See `templates/web-chat-server-api.py` — full agent web chat (API Server, tools + memory).

---

## 4. Hermes Agent Upgrade

### When to Load This Section
- `hermes --version` shows "Update available"
- User asks to upgrade Hermes Agent
- Need to install dev version from GitHub (PyPI is behind)

### Upgrade Paths

#### A. PyPI Stable (simple cases)
```bash
# If system Python is NOT externally-managed:
pip install --upgrade hermes-agent

# If system Python IS externally-managed (Ubuntu 26.04+):
# Use the Hermes venv directly:
/opt/hermes-venv/bin/pip install --upgrade hermes-agent
```

#### B. GitHub Dev Version (when PyPI is behind)
Required when: (1) PyPI hasn't released latest commits, or (2) need unreleased features.

**⚠️ Python version constraint:** hermes-agent requires `>=3.11,<3.14`. Server with Python 3.14 CANNOT install directly. Must use a parallel Python 3.13 venv.

```bash
# Step 1: Install uv (if not present)
curl -LsSf https://astral.sh/uv/install.sh | sh
export PATH="$HOME/.local/bin:$PATH"

# Step 2: Install Python 3.13
uv python install 3.13

# Step 3: Create venv with Python 3.13
uv venv /opt/hermes-dev --python 3.13

# Step 4: Clone and install dev version
cd /tmp && git clone https://github.com/NousResearch/hermes-agent.git
cd /tmp/hermes-agent && uv pip install -e . --python /opt/hermes-dev/bin/python

# Step 5: Verify
/opt/hermes-dev/bin/hermes --version
```

**Switching between versions:**
```bash
# Backup old, link new
mv /usr/local/bin/hermes /usr/local/bin/hermes-old
ln -s /opt/hermes-dev/bin/hermes /usr/local/bin/hermes

# Verify
hermes --version
```

**⚠️ uv-managed venvs have NO pip** — always use `uv pip install --python /path/to/venv/bin/python`, never `venv/bin/pip`.
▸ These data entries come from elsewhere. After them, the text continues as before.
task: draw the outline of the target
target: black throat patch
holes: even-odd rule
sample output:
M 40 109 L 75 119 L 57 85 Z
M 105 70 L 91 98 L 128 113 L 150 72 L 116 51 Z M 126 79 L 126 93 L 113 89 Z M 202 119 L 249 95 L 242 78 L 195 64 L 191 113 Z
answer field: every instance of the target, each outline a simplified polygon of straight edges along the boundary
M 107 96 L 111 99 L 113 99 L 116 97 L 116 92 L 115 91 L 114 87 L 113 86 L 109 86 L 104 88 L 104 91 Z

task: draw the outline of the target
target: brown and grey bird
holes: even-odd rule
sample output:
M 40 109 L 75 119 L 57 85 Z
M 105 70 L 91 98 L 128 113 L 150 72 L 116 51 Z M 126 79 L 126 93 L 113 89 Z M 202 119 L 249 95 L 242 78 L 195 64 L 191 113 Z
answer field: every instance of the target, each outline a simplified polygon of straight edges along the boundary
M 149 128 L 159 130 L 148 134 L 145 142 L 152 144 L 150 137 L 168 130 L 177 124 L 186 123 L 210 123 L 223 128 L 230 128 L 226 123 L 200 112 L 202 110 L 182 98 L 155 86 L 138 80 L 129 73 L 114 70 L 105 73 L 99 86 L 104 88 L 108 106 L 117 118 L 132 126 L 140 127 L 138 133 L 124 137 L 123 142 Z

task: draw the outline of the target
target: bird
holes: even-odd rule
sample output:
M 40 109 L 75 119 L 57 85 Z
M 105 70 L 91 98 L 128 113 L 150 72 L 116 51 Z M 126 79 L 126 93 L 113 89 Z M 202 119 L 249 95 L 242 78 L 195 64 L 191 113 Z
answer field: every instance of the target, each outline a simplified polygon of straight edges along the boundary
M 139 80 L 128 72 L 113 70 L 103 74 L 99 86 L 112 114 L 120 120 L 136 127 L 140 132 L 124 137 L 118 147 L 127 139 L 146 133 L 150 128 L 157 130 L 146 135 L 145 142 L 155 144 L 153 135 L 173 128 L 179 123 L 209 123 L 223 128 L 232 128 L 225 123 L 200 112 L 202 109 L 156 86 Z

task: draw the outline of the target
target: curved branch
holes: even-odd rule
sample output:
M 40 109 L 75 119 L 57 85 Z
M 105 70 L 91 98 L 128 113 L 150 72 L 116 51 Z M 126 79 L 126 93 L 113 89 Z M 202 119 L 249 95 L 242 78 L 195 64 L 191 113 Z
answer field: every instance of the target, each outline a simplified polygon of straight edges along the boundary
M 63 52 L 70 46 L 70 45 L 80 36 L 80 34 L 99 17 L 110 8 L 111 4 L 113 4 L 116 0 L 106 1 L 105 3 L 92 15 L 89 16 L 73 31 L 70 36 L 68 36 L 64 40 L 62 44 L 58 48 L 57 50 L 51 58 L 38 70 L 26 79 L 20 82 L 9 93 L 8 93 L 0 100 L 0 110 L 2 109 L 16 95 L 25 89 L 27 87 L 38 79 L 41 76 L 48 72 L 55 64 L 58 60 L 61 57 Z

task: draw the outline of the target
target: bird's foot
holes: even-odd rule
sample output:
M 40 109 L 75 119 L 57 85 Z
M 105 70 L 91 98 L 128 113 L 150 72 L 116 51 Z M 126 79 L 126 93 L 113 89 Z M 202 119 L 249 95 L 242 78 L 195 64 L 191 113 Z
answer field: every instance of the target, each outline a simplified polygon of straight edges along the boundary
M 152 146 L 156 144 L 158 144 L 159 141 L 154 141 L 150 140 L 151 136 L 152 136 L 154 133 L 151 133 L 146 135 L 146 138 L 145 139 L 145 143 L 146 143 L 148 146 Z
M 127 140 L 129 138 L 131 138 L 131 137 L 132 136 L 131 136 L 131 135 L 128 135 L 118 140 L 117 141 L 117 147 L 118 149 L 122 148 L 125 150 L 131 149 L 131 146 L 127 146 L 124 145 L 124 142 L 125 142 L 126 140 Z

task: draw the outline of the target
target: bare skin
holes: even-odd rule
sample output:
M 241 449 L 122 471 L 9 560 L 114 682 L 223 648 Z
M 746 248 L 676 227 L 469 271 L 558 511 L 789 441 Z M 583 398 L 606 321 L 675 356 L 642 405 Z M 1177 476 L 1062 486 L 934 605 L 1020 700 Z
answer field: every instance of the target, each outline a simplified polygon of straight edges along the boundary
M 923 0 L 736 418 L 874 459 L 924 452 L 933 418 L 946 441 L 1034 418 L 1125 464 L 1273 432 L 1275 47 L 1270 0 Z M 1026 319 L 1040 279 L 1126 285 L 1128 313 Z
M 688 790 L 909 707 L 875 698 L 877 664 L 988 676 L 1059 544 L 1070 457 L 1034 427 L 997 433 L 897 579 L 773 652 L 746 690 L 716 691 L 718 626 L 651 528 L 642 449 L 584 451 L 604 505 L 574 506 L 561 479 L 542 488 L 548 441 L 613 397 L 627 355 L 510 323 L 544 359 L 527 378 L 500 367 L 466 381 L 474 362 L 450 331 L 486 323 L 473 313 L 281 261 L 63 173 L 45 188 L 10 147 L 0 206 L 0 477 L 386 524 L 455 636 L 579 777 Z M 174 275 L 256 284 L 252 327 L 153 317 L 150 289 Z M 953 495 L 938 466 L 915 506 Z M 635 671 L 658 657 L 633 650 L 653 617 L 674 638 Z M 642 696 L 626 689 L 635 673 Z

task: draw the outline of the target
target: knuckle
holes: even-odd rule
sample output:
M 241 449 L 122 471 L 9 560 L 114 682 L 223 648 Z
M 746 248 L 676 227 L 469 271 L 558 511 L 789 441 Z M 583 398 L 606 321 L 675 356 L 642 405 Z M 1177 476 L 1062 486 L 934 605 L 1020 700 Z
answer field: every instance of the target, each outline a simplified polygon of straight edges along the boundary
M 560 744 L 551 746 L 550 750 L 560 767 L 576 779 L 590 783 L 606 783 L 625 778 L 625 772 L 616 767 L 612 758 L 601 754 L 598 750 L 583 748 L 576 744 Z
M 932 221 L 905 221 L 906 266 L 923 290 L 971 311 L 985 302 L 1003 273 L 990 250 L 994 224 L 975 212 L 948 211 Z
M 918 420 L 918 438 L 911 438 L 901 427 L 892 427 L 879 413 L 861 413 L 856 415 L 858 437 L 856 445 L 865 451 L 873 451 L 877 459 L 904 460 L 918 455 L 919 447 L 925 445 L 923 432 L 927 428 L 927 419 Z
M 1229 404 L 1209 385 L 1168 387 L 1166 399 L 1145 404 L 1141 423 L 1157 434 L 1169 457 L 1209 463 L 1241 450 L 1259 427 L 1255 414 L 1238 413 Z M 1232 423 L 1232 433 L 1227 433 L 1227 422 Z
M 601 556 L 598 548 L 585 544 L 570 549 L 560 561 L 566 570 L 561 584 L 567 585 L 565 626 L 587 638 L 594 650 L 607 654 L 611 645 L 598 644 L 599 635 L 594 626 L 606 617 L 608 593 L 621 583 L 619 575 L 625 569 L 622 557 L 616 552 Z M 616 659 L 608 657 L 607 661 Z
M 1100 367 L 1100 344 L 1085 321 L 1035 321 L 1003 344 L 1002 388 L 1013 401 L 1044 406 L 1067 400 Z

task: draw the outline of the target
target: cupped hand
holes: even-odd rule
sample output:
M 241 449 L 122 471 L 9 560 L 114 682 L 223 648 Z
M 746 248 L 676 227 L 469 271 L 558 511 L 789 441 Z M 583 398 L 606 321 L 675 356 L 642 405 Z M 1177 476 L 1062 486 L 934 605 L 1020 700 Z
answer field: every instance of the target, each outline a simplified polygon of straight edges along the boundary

### Post-Upgrade: Restart Gateway

**⚠️ Gateway restart disconnects the current session.** The agent CANNOT restart its own gateway — the user must do it manually.

Tell the user to run in their terminal:
```bash
# If gateway is a foreground process:
# Ctrl+C, then: hermes gateway run --replace

# If gateway is systemd:
systemctl --user restart hermes-gateway

# If gateway was started with nohup/background:
kill $(pgrep -f "hermes gateway" | head -1) && sleep 2 && hermes gateway run --replace
```

### Post-Upgrade: Install New Skills

New Hermes versions may include new skills in `skills/` and `optional-skills/` directories. Compare and copy:

```bash
# See what's new
diff <(ls ~/.hermes/skills/ | sort) <(ls /tmp/hermes-agent/skills/ | sort)
diff <(ls ~/.hermes/skills/ | sort) <(ls /tmp/hermes-agent/optional-skills/ | sort)

# Copy new skills (example)
cp -r /tmp/hermes-agent/optional-skills/research/scrapling ~/.hermes/skills/research/
```

### Cross-Domain Pitfalls

- **Gateway caches DB fingerprints** — replacing a DB file on disk is not enough; you MUST restart the gateway process.
- **pkill from remote** — blocked by security policy. Must be done locally in server terminal.
- **Duplicate gateway processes** cause QQ double-reply. Verify only one `ps aux | grep hermes` process.
- **Ubuntu 26.04 changed Python to 3.14** — `python3.14-venv` package, not `python3-venv`. hermes-agent requires Python <3.14.
- **Hostinger VPS default: no password SSH** — enable with `sed -i` on sshd_config.
- **Chrome blocks HTTP to non-localhost IPs** — use HTTPS or access via localhost/trusted network.
- **Playwright doesn't support Ubuntu 26.04** — but system Chromium exists; tools like scrapling can use it via `PLAYWRIGHT_BROWSERS_PATH`.
- **Agent cannot restart its own gateway** — it kills the session it's running in. Always tell the user to restart manually.